On the other hand, the effects of the relative length and immersion ratio on reflection and transmission coefficients, are deeply studied versus the relative water depth kd in Figure 8 and Figure 9. For the sake of clarity, Figure 8, describing the effect of relative length on the variation of reflection and transmission coefficients, shows that the reflection coefficients increase when the relative length increases, whereas the transmission coefficients decrease when the relative length increases. Furthermore, the results show that when the relative length increases, the oscillatory aspect of reflection and transmission coefficients increase, with the appearance of maximum of reflection and transmission coefficients at long wavelengths. Moreover, as the relative water depth increases, the maximum of reflection and transmission coefficients decrease. In addition, Figure 9, describing the effect of immersion ratio on the variation of reflection and transmission coefficients, shows that the reflection coefficients decrease when the immersion ratio increases, whereas the transmission coefficients increase when the immersion ratio decreases.

5. Conclusions and Perspectives

In this research paper, the reflection and transmission coefficients during the interactions of regular wave-rectangular breakwater cited at the bottom are studied using the ISBM approach, the analytical approach within the plane wave model (Appendix A), and the corrected plane wave model. Firstly, to verify the capability of the proposed NWT, the error sensitivity to the total number of boundary nodes, and to positions of fictitious vertical boundaries, for different immersion ratios (h/d) and for different relative length (w/d) of the obstacle, are deeply investigated.

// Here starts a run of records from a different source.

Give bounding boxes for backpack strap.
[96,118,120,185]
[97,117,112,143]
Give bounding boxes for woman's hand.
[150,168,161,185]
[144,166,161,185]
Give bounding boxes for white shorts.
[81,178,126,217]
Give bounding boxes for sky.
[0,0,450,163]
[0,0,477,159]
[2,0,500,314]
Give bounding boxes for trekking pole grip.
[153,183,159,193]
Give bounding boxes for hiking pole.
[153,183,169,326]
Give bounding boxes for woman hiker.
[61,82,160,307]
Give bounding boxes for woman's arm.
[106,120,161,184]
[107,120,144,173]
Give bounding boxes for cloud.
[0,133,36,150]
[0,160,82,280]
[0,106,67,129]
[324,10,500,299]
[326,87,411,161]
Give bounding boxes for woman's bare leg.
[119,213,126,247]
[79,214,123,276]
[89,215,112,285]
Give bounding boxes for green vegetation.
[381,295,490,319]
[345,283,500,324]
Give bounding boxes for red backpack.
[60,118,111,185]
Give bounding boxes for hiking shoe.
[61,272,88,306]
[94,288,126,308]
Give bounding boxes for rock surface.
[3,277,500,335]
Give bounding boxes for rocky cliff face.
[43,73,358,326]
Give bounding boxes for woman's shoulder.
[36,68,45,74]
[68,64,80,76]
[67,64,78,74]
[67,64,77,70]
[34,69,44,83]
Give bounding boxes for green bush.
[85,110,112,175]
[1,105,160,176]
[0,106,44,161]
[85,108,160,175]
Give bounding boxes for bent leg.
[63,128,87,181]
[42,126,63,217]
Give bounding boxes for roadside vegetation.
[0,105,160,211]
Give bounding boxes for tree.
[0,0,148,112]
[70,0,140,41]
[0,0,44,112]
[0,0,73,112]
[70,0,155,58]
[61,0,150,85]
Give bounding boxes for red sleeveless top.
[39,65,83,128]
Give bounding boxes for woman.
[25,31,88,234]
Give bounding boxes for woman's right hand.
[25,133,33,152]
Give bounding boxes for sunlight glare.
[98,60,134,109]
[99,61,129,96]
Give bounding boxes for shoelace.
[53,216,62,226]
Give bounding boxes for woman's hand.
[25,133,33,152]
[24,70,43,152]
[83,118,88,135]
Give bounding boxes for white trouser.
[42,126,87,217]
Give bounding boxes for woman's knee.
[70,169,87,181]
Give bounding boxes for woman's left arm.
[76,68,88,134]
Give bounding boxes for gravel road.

Further, the results of this work show that the minimum number of boundary nodes N = 200 is required to ensure an accurate computation solution for narrow breakwaters, and N = 600 for wider breakwaters. Furthermore, to ensure minimal values of errors, the quantity $2x_r/w$ is recommended to be in the range $2.5\prec 2x_r/w\prec 3.5$ for narrow breakwaters, and $1.5\prec 2x_r/w\prec 2.5$ for wider breakwaters.

Next, the improved version of the meshless singular boundary method (ISBM), the analytical approach within the plane wave model (Appendix A), and the corrected plane wave model are compared to investigate the capacity of the plane wave and corrected plane wave models to study the reflection and transmission coefficients during interactions of regular wave-rectangular breakwater cited at the bottom of tank. For the sake of details, the plane wave model is efficient for small relative water depths kd; whereas, by correcting the plane wave model by adding 5% to the relative length, and subtracting 4% from the immersion ratio, the corrected plane wave model appears to be in an acceptable agreement with the ISBM approach. Afterwards, the results show that the corrected plane wave model is successful in deeply analyzing the effects of relative length and immersion ratio on reflection and transmission coefficients. Then, it is recommended to use this approach compared to the ISBM method that is conditioned to the nodes number and the position of fictitious vertical boundaries. As perspective, we endeavor to study the wave-current–structure interactions using the Generating-Absorbing Boundary Conditions (GABCs) approach [22] to meticulously study the reflection and transmission coefficients for different aspects of currents.